Over billions of years, Dr Noterdaeme says these two galaxies will eventually ‘merge into one’.
Although quasars are extremely bright, there is still a lot scientists don’t know about how they interact with other objects.
This is because both quasars and galactic collisions were much more common in the distant past.
That means researchers need to look very far away from Earth to find light that started its journey at an early point in the Universe’s history.
Even the closest observable quasars to Earth are about 600 million light years away.
To observe this galactic joust, researchers used two super-powerful telescopes to capture light which has taken 11 billion years to reach Earth.
As the UV radiation from the quasar hits the other galaxy (illustrated), the intense energy disrupts the fields of gas like the ignition of a newborn sun. This blasts the gas and dust into clumps that are too small to produce new stars
Combining data from the European Southern Observatory’s Very Large Telescope (VLT) and the Atacama Large Millimeter/submillimeter Array (ALMA), the researchers captured images from a time when the Universe was just 18 per cent of its current age.
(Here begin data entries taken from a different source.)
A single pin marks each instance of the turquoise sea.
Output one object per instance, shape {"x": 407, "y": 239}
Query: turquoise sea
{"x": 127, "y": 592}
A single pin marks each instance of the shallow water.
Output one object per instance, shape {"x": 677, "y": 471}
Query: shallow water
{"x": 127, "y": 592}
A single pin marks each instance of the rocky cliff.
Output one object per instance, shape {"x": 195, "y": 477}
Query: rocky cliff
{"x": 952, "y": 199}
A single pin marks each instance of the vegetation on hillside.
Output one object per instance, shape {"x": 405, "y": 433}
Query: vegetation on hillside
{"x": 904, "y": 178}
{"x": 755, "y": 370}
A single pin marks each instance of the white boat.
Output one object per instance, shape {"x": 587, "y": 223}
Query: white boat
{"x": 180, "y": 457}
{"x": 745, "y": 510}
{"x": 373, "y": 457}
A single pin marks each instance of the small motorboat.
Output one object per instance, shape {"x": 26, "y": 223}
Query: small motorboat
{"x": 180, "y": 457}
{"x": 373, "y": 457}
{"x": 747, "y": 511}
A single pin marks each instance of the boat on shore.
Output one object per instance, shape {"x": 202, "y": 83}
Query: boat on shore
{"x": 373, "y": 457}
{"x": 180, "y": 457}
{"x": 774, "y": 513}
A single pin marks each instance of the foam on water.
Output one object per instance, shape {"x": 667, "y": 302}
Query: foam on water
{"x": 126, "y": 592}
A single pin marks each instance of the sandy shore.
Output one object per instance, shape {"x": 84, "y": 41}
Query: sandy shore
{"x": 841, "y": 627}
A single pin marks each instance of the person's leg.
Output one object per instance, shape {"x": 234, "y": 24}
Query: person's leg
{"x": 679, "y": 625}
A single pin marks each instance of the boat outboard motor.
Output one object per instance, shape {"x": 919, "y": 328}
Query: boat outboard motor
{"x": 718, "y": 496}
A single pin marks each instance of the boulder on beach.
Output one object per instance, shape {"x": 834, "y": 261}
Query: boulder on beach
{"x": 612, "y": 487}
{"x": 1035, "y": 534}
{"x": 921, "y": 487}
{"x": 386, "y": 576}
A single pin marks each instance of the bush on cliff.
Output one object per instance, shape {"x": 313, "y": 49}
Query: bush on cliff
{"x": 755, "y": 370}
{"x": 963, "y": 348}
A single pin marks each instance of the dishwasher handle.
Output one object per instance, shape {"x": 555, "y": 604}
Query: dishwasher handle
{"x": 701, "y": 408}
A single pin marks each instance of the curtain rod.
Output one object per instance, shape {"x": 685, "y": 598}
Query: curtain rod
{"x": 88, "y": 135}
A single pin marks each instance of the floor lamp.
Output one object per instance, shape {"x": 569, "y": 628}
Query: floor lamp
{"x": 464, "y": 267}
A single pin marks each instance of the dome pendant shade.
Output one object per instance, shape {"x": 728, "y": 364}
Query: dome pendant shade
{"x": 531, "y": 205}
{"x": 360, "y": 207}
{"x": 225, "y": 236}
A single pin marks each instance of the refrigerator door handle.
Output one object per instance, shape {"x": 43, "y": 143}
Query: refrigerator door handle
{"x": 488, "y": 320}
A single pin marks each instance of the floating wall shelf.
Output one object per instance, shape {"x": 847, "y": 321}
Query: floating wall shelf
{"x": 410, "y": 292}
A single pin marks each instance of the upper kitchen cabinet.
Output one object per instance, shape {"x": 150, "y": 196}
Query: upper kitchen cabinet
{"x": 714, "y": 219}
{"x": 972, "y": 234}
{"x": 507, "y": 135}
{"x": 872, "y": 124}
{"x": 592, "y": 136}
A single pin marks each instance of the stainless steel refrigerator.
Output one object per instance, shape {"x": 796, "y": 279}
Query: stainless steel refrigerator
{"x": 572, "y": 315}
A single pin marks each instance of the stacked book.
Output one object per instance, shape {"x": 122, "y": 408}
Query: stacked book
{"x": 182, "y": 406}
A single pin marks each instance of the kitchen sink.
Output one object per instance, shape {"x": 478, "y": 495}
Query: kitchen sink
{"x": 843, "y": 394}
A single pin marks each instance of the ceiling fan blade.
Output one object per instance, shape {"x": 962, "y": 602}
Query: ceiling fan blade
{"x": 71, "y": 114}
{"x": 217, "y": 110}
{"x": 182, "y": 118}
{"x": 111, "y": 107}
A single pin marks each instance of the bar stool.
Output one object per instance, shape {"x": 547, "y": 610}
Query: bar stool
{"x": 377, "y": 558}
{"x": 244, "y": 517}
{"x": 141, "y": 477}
The two galaxies are so far away from Earth and so close to each other that they seemed to be one object.
It’s only thanks to new observations from the ALMA telescope that researchers have been able to tell them apart.
This extremely detailed data has offered scientists an unprecedented look into the effects of an ongoing ‘galactic battle’.
In the future, the researchers would like to use even larger, more powerful telescopes to get more data about how these collisions unfold.
Dr Noterdaeme says this would ‘certainly allow us to push forward a deeper study of this, and other systems, to better understand the evolution of quasars and their effect on host and nearby galaxies.’